Vor erwarteter Gaza-Invasion: Wie Kriegsverbrechen mit zweierlei Maß gemessen werden

Seite 2: Was Solidarität mit Israelis und Palästinensern heißen könnte

Yousef Hammash, Beauftragter des Norwegischen Flüchtlingsrats für die Interessenvertretung in Gaza, sagte dem US-Sender Democracy Now:

Israel hat den Ägyptern gedroht, dass sie die Lastwagen bombardieren würden, wenn sie irgendwelche Lkw in den Gazastreifen schicken würden. Und sie haben den Grenzübergang Rafah bombardiert, was dazu führte, dass Ägypten den Grenzübergang schloss. Ich habe schon einmal gesagt, dass der Gazastreifen das größte Freiluftgefängnis der Welt ist. Jetzt, mit der Schließung der beiden Grenzübergänge zwischen Gaza und Ägypten sowie Gaza und Israel, ist es zu einer Gefängniszelle ohne Fenster geworden.

Währenddessen hat Kairo das Ansinnen der US-Regierung, einen "humanitären Korridor" für palästinensische Zivilisten einzurichten, damit sie nach Ägypten fliehen können, zurückgewiesen. Die ägyptische Regierung sieht darin lediglich einen Versuch, um die Palästinenser permanent ins Exil zu treiben.

Die renommierte US-Journalistin und Trägerin des Alternativen Nobelpreises ("Right Livelihood Award"), Amy Goodman, schreibt in einer Kolumne mit dem Titel "As Israel Levels Gaza, the U.S. Media Fuels the Fire" ("Während Israel den Gazastreifen dem Erdboden gleichmacht, schüren die US-Medien das Feuer"):

Die US-Nachrichtensender haben Korrespondenten nach Israel entsandt, um über die Gewalt zu berichten, aber es werden nur wenige Palästinenser interviewt oder israelische Friedensaktivisten oder Reporter, die sich gegen die Besatzung stellen. Berichte, wonach die Hamas Babys enthauptet hat, werden von den großen Nachrichtensendern, vom israelischen Premierminister Benjamin Netanjahu und von US-Präsident Biden verbreitet.

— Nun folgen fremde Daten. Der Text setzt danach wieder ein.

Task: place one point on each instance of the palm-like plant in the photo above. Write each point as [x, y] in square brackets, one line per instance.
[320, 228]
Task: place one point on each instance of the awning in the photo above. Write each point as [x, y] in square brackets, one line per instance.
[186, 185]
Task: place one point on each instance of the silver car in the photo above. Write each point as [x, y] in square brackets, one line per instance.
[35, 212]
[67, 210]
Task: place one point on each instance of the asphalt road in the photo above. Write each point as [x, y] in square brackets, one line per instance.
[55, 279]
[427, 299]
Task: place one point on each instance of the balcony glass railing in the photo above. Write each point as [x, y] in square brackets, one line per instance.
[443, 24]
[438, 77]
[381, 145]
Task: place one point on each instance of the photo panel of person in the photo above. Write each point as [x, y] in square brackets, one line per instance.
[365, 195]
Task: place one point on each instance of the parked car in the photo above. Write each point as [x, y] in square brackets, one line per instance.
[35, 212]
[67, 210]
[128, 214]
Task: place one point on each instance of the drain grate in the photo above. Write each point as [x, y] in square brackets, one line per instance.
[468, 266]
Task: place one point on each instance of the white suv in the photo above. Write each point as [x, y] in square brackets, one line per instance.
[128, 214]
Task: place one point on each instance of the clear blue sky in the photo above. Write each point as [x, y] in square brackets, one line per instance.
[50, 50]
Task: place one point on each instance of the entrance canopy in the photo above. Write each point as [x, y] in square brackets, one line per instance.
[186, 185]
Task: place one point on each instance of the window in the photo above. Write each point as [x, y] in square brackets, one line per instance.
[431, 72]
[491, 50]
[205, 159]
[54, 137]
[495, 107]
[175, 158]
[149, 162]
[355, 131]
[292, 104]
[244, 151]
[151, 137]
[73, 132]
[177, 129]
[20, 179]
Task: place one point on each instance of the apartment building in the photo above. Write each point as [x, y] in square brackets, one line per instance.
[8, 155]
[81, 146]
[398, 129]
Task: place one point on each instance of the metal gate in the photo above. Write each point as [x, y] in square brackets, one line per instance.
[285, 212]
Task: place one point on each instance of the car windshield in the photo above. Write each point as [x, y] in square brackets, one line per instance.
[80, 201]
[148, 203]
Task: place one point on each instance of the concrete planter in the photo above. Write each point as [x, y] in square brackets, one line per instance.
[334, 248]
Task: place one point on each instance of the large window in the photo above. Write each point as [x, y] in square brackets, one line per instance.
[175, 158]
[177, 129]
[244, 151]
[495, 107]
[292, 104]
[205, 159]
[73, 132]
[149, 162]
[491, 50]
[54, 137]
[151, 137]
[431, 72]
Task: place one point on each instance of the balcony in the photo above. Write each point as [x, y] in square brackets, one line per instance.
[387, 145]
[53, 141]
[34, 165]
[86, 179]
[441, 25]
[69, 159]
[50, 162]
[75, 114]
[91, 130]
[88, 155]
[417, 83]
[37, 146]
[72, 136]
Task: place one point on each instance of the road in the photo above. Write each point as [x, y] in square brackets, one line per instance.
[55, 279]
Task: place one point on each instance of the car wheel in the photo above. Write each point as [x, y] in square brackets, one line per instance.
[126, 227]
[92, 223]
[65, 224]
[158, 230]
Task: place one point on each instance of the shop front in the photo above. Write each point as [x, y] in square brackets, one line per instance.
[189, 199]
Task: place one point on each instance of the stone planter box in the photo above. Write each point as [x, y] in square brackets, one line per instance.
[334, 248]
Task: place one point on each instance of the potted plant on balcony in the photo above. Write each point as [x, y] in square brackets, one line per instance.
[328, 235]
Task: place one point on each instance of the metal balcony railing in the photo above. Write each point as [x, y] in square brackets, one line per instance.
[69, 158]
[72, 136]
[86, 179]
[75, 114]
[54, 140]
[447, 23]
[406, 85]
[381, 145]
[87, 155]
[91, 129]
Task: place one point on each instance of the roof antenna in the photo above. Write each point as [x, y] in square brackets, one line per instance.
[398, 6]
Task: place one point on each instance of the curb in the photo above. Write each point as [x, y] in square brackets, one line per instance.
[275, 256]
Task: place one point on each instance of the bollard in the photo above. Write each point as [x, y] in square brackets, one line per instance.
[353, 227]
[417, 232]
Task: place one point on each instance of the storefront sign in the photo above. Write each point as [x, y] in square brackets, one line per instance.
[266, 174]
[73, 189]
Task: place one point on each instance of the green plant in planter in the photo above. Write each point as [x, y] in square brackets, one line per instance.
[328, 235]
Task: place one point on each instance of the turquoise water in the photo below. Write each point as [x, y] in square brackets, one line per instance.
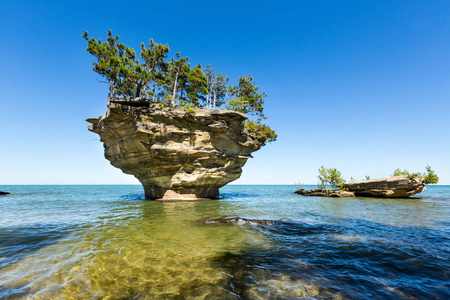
[107, 242]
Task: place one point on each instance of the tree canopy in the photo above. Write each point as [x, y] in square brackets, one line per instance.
[152, 76]
[429, 177]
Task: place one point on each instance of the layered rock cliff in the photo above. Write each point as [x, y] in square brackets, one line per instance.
[176, 155]
[389, 187]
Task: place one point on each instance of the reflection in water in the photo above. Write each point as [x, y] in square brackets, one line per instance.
[102, 246]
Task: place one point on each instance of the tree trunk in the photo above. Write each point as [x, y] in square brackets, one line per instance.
[154, 91]
[174, 89]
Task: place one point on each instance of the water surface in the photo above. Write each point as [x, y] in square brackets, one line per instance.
[107, 242]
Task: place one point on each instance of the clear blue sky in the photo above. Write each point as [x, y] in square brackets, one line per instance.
[363, 86]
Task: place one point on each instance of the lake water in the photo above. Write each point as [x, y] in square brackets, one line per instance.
[107, 242]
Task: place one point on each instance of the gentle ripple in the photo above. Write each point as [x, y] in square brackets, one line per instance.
[107, 242]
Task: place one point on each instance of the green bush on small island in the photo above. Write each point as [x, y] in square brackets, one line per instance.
[429, 177]
[330, 178]
[164, 83]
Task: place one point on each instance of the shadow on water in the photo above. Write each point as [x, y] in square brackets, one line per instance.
[133, 197]
[352, 259]
[238, 195]
[19, 242]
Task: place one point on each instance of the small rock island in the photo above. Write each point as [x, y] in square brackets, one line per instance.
[402, 184]
[176, 155]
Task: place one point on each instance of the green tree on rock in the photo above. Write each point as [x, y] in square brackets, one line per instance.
[330, 178]
[245, 97]
[176, 77]
[197, 86]
[154, 64]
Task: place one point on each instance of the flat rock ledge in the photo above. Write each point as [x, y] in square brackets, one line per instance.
[389, 187]
[175, 154]
[324, 193]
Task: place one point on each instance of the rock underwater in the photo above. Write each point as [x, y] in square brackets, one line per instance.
[175, 153]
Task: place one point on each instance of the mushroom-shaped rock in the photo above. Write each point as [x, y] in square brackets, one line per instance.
[175, 153]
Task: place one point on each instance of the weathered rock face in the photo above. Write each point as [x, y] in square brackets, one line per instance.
[174, 154]
[389, 187]
[324, 193]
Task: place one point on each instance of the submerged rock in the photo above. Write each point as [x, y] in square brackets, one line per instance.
[389, 187]
[233, 220]
[174, 154]
[325, 193]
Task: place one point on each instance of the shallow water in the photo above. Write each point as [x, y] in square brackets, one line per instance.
[106, 242]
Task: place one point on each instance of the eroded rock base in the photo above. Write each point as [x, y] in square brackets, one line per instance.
[188, 194]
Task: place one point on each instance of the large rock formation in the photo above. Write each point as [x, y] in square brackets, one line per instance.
[389, 187]
[174, 153]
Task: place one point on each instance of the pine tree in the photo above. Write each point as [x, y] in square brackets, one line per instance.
[197, 86]
[220, 90]
[246, 99]
[175, 78]
[153, 57]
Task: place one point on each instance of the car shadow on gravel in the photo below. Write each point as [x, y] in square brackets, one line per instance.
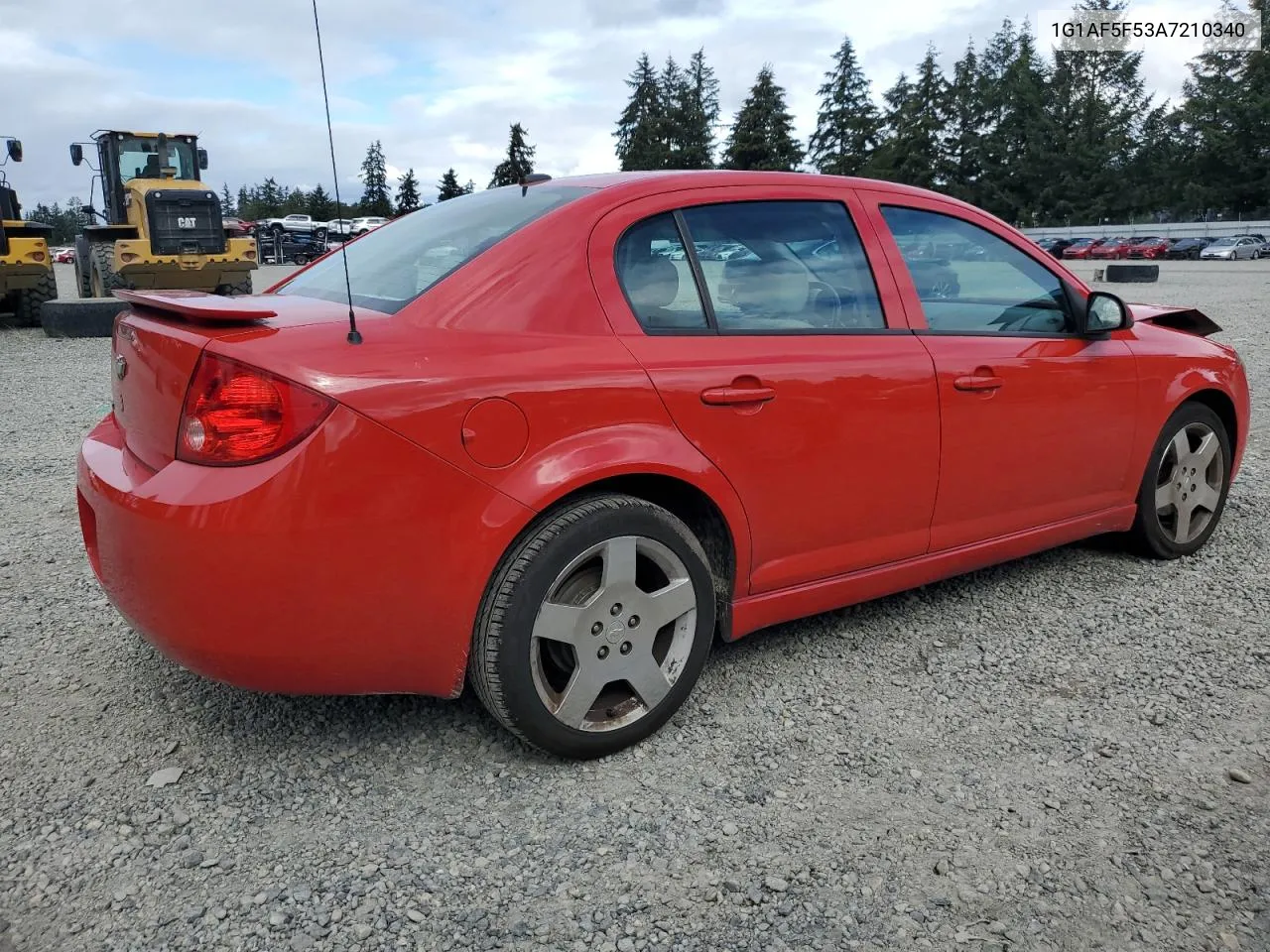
[221, 716]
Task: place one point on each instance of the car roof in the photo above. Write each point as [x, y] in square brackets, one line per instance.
[634, 184]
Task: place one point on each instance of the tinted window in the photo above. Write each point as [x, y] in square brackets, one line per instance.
[970, 281]
[784, 267]
[395, 263]
[657, 277]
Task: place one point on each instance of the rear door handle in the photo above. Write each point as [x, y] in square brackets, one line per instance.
[722, 397]
[976, 382]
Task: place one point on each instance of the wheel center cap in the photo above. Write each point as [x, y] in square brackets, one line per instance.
[615, 634]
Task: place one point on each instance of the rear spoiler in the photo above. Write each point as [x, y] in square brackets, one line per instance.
[1184, 318]
[200, 307]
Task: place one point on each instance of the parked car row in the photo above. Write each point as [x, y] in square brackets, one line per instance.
[1153, 246]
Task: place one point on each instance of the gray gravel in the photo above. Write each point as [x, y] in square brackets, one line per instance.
[1071, 752]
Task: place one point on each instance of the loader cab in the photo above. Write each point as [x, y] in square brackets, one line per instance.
[149, 157]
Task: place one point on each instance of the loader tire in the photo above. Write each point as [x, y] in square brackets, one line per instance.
[102, 276]
[30, 301]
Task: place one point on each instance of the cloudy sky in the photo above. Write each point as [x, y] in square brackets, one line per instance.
[437, 82]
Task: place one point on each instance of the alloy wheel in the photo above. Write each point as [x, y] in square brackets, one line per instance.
[613, 634]
[1189, 483]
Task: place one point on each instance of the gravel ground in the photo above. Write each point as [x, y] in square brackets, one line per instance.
[1070, 752]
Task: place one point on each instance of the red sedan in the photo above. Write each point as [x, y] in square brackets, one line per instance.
[1111, 249]
[564, 448]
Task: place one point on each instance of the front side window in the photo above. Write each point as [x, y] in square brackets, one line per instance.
[784, 266]
[971, 282]
[139, 159]
[394, 264]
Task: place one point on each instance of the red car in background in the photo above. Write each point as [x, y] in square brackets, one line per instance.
[1150, 248]
[1080, 248]
[566, 451]
[1112, 248]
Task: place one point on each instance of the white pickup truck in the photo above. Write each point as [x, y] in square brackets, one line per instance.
[294, 223]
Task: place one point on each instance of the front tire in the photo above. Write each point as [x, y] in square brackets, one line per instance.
[594, 627]
[1185, 486]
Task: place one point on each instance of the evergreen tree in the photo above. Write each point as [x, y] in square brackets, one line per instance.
[642, 127]
[695, 113]
[1098, 100]
[408, 193]
[318, 204]
[966, 119]
[448, 186]
[375, 180]
[762, 136]
[846, 128]
[518, 163]
[1023, 153]
[912, 151]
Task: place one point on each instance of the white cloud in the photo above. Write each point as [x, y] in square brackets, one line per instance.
[439, 84]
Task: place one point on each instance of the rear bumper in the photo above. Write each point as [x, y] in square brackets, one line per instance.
[352, 563]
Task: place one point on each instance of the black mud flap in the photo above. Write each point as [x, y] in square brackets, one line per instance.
[90, 317]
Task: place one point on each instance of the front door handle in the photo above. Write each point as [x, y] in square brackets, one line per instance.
[976, 382]
[724, 397]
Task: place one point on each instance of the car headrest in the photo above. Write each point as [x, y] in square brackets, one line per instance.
[652, 282]
[778, 287]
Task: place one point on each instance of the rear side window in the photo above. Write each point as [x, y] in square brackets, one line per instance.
[398, 262]
[657, 276]
[788, 266]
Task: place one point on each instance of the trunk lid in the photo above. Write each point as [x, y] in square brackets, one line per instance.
[158, 343]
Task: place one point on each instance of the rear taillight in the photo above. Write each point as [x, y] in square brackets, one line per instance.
[235, 414]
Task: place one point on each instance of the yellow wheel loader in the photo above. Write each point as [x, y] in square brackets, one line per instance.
[162, 226]
[26, 262]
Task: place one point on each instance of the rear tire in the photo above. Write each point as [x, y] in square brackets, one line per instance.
[30, 302]
[538, 662]
[1188, 476]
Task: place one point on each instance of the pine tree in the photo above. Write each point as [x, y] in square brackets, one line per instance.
[695, 109]
[1098, 99]
[518, 163]
[376, 200]
[448, 186]
[1025, 167]
[916, 116]
[762, 136]
[408, 193]
[846, 130]
[642, 127]
[318, 204]
[962, 148]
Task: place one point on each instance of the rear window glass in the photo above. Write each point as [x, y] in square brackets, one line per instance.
[391, 266]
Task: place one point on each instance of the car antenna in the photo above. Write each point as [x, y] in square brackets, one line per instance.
[354, 336]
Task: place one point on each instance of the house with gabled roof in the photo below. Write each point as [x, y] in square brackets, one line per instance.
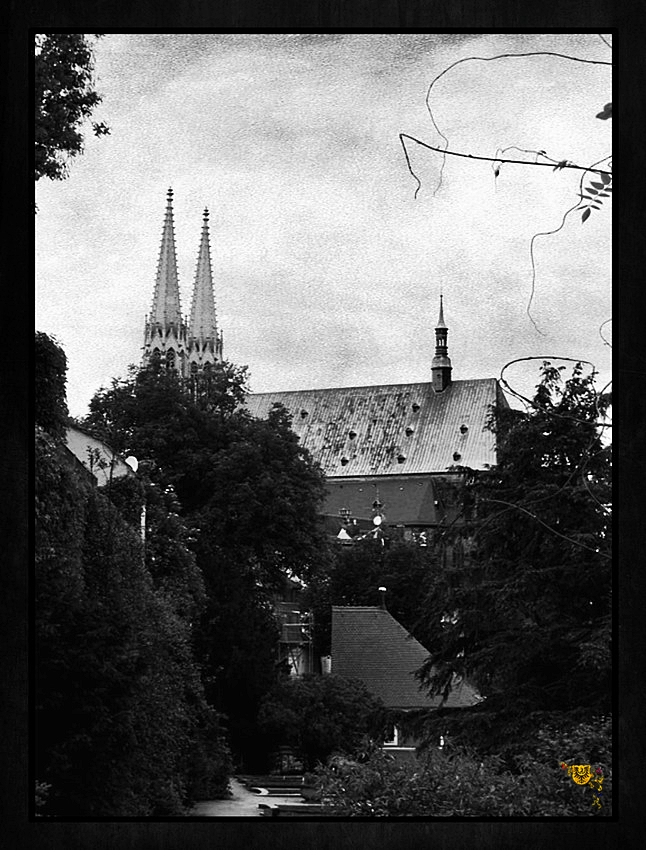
[370, 645]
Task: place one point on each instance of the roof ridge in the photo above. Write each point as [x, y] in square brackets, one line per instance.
[372, 386]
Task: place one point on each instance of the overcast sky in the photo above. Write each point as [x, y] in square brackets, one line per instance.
[327, 269]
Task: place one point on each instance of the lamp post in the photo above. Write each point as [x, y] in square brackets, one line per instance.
[135, 464]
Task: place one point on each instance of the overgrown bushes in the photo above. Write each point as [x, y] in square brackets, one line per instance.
[457, 782]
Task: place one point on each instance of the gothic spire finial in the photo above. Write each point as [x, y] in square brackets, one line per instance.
[166, 309]
[441, 366]
[203, 323]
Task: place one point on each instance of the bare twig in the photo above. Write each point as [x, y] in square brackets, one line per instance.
[491, 59]
[561, 165]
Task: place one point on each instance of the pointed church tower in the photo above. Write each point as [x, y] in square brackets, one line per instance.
[441, 367]
[165, 333]
[204, 341]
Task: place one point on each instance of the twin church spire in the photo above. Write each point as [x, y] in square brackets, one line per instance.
[190, 348]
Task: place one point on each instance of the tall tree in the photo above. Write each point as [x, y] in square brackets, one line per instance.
[122, 727]
[64, 98]
[527, 615]
[250, 497]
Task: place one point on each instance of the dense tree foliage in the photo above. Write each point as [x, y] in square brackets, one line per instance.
[50, 377]
[321, 715]
[250, 498]
[120, 710]
[64, 97]
[527, 616]
[122, 725]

Auf Nachfrage nahm das Weiße Haus die Behauptung zurück und erklärte, man könne die Berichte nicht bestätigen.

In Deutschland und auch in anderen europäischen Ländern ist die Berichterstattung nicht grundsätzlich anders, trotz aller Warnungen, dass Israel nicht überreagieren sollte. Denn während die Hamas-Verbrechen und das Massaker zu Recht verurteilt werden, werden die illegalen Gewaltakte und das Massaker des israelischen Militärs als "legitime Selbstverteidigung" mehr oder weniger kommentarlos durchgewunken.

Auch wenn es angesichts des öffentlichen und politischen Drucks, sich "uneingeschränkt solidarisch" mit der israelischen Regierung zu erklären, wenig opportun erscheint: Man ist keineswegs ein "Hamas-Versteher", wenn man die Opfer von beiden Seiten anhört, Kriegsverbrechen unabhängig vom Aggressor verurteilt und darauf hinweist, dass die Gewalt nicht in einem historisch-politischen Vakuum eskalierte.

Doch die meisten Medien blenden weiter die Kontexte aus, aus denen die ständigen Gewaltausbrüche genährt werden: die illegale Besatzung palästinensischer Gebiete durch Israel, die inhumane Gaza-Blockade, das Apartheid-Regime, den immer weitergehenden Landraub um Ostjerusalem und im Westjordanland sowie die Blockade eines von der internationalen Gemeinschaft und dem internationalen Recht geforderten Palästinenserstaats.

All das wird seit Jahrzehnten von allen relevanten internationalen Institutionen wie von den meisten Staaten der Welt verurteilt, während Israel aufgefordert wird, den ständigen Rechtsbruch zu beenden.

Doch es geschieht nichts, im Gegenteil, die Lage hat sich unter der Netanjahu-Regierung noch verschärft. Wenn diese Missstände nicht adressiert und letztlich beseitigt werden, ist Frieden für die Region – und auch Sicherheit für die Israelis – eine reine Illusion.